SÃO PAULO, SP (FOLHAPRESS) - A ONG Católicas pelo Direito de Decidir lança nesta quarta-feira (10) o Observatório sobre Laicidade, Gênero e Aborto, com a intenção de produzir evidências sobre interferências religiosas nas políticas públicas e nos direitos humanos.
A organização também afirma que se dedicará a produzir evidências que orientem políticas públicas voltadas à garantia do aborto legal.
Segundo Denise Mascarenha, coordenadora executiva e integrante do grupo de estudos de saúde coletiva da Universidade Federal de Uberlândia, o observatório "surge para analisar e monitorar a atuação do conservadorismo religioso católico contra os direitos humanos".
Em de outubro uma comissão do Senado aprovou sem alarde uma série de projetos que visam restringir o aborto nos casos previstos em lei.
A Comissão de Direitos Humanos da Casa fez avançar três projetos: um deles impede o uso de ferramentas de telessaúde para o aborto legal, outro proíbe a interrupção da gravidez acima de 22 semanas em caso de estupro e anencefalia, e o terceiro quer obrigar o poder público a divulgar centros de "apoio à gravidez", muitas vezes ligados a organizações antiaborto. Eles fazem parte de uma ofensiva liderada pela presidente da CDH, a senadora Damares Alves (Republicanos-DF), e pelo senador Eduardo Girão (Novo-CE).
Denise afirma que a ONG defende o direito à legalização do aborto, assim como a autonomia da mulher decidir sobre a sua vida reprodutiva. "A gente se contrapõe à narrativa conservadora religiosa", afirma.
No contexto brasileiro, no entanto, considera que há uma dificuldade basilar para a garantia do direito ao aborto legal, ou seja, já previsto em lei desde 1940, em casos de risco de vida para a gestante ou gravidez por estupro. Em 2012, o STF (Supremo Tribunal Federal) decidiu também, por oito votos a favor e dois contrários, que a interrupção de gravidez no caso de fetos com anencefalia comprovada não é crime.
A onda mais recente de debate sobre o direito ao aborto legal no Brasil conta também com um protagonista, o CFM (Conselho Federal de Medicina). Foi uma resolução da entidade restringindo o aborto após 22 semanas, emitida em março de 2024 e logo depois derrubada pelo STF, que incentivou a mobilização pela criação de um projeto de lei no Congresso sobre o tema.

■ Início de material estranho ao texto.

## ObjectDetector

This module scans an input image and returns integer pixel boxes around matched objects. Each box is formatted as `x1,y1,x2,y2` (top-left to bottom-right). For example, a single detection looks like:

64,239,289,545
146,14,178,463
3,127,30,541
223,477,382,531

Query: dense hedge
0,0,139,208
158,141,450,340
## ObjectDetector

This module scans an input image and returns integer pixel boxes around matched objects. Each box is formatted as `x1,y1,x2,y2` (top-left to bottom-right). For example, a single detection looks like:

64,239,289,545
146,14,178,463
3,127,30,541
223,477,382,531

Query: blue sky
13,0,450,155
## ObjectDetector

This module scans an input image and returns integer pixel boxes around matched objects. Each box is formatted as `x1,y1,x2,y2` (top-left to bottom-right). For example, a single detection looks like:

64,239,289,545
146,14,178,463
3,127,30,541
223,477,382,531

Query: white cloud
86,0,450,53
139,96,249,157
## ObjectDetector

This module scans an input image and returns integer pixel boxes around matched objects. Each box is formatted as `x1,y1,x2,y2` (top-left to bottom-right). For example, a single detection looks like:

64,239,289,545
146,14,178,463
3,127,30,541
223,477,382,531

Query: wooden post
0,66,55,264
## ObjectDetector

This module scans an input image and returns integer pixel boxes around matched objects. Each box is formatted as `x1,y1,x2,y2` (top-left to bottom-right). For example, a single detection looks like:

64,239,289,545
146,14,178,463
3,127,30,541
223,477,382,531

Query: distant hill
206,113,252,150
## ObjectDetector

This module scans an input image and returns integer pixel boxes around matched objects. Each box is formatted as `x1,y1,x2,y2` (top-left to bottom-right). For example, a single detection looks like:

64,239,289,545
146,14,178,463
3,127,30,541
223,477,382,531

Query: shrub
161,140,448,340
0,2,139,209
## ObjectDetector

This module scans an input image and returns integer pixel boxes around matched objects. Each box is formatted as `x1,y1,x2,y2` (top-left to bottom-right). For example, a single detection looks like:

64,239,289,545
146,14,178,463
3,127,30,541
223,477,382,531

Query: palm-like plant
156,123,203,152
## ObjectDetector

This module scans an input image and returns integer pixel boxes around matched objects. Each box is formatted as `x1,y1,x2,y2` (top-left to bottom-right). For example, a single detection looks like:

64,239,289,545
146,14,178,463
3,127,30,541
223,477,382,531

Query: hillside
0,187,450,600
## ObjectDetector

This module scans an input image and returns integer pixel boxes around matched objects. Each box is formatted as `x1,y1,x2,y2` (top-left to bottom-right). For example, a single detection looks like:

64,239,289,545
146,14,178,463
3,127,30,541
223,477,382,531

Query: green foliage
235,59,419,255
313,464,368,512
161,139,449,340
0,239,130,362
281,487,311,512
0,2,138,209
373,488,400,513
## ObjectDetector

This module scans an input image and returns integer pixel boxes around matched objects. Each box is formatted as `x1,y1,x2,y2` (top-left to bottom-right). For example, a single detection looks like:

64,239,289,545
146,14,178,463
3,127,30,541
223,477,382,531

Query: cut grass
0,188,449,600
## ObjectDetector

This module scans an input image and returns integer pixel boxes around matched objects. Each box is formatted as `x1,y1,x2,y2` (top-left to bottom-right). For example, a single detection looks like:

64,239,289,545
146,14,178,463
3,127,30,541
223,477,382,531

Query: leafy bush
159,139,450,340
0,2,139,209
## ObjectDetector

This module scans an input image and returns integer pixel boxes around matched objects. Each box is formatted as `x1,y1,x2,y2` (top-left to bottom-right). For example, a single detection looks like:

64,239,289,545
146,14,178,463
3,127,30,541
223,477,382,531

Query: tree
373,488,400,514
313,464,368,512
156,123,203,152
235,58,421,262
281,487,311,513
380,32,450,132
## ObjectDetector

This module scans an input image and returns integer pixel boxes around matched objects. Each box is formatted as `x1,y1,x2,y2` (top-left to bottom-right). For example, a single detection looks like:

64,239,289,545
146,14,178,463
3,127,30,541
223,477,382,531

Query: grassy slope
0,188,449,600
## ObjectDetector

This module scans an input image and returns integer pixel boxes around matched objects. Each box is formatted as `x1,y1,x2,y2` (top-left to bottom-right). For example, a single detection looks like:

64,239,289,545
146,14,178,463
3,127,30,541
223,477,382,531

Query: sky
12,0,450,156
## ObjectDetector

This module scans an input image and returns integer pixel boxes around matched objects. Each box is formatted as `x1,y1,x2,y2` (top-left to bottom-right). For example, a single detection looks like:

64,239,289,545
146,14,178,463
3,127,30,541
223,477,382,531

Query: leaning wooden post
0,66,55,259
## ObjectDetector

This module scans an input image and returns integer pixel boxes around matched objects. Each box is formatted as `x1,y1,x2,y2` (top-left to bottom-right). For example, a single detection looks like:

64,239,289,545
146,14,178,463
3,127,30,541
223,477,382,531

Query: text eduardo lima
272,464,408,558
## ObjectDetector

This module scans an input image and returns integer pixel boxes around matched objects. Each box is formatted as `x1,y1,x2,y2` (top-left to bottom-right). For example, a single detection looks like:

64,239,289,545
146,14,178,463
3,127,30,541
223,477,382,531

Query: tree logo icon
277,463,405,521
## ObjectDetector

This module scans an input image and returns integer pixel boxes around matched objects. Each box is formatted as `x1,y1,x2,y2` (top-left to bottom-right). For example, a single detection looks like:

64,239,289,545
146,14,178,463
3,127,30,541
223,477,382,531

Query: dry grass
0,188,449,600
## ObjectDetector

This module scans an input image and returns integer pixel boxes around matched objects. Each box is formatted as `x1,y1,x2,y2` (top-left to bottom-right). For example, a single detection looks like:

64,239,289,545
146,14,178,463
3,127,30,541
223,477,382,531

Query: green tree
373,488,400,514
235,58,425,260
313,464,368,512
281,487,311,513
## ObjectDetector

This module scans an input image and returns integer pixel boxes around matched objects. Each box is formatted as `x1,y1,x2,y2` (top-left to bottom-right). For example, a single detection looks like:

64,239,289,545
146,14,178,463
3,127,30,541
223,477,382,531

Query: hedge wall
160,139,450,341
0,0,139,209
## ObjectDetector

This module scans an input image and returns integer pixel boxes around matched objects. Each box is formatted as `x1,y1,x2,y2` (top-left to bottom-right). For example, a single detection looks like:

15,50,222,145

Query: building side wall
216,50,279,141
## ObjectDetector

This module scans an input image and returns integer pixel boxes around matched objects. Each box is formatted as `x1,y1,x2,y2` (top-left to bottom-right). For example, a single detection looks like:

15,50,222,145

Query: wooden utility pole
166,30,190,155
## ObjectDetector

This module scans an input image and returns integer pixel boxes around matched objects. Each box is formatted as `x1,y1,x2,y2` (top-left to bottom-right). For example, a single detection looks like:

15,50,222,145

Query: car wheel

"Nos últimos anos, a gente presenciou essa capacidade de articulação desses grupos conservadores cristãos, que podem inclusive ameaçar a democracia, e contando com os ataques à agenda de gênero. Então, a gente percebeu a necessidade de refletir sobre democracia a partir da laicidade, a partir de gênero e aborto, mas numa dimensão estrutural e não identitária, como costumam colocar. Inclusive, partindo de uma pergunta básica: 'O que significa uma cidade no contexto brasileiro?'."
Um dos temas de estudo do observatório será a "objeção de consciência" dos médicos. Considerada um amparo ético que resguarda a médicos a opção de não realizar procedimentos que coloquem em xeque suas crenças, a objeção de consciência foi um dos elementos presentes na história da menina capixaba de dez anos, grávida após ser vítima de seguidos estupros, que precisou viajar mais de 1.600 quilômetros para ter acesso ao aborto legal.
"A ideia é de fazer esse mapeamento para entender a dimensão da atuação da Igreja católica dentro desse contexto em que ela também presta serviços essenciais para o Estado e como o Estado fica ainda muito vulnerável democraticamente diante dessa conjuntura", diz.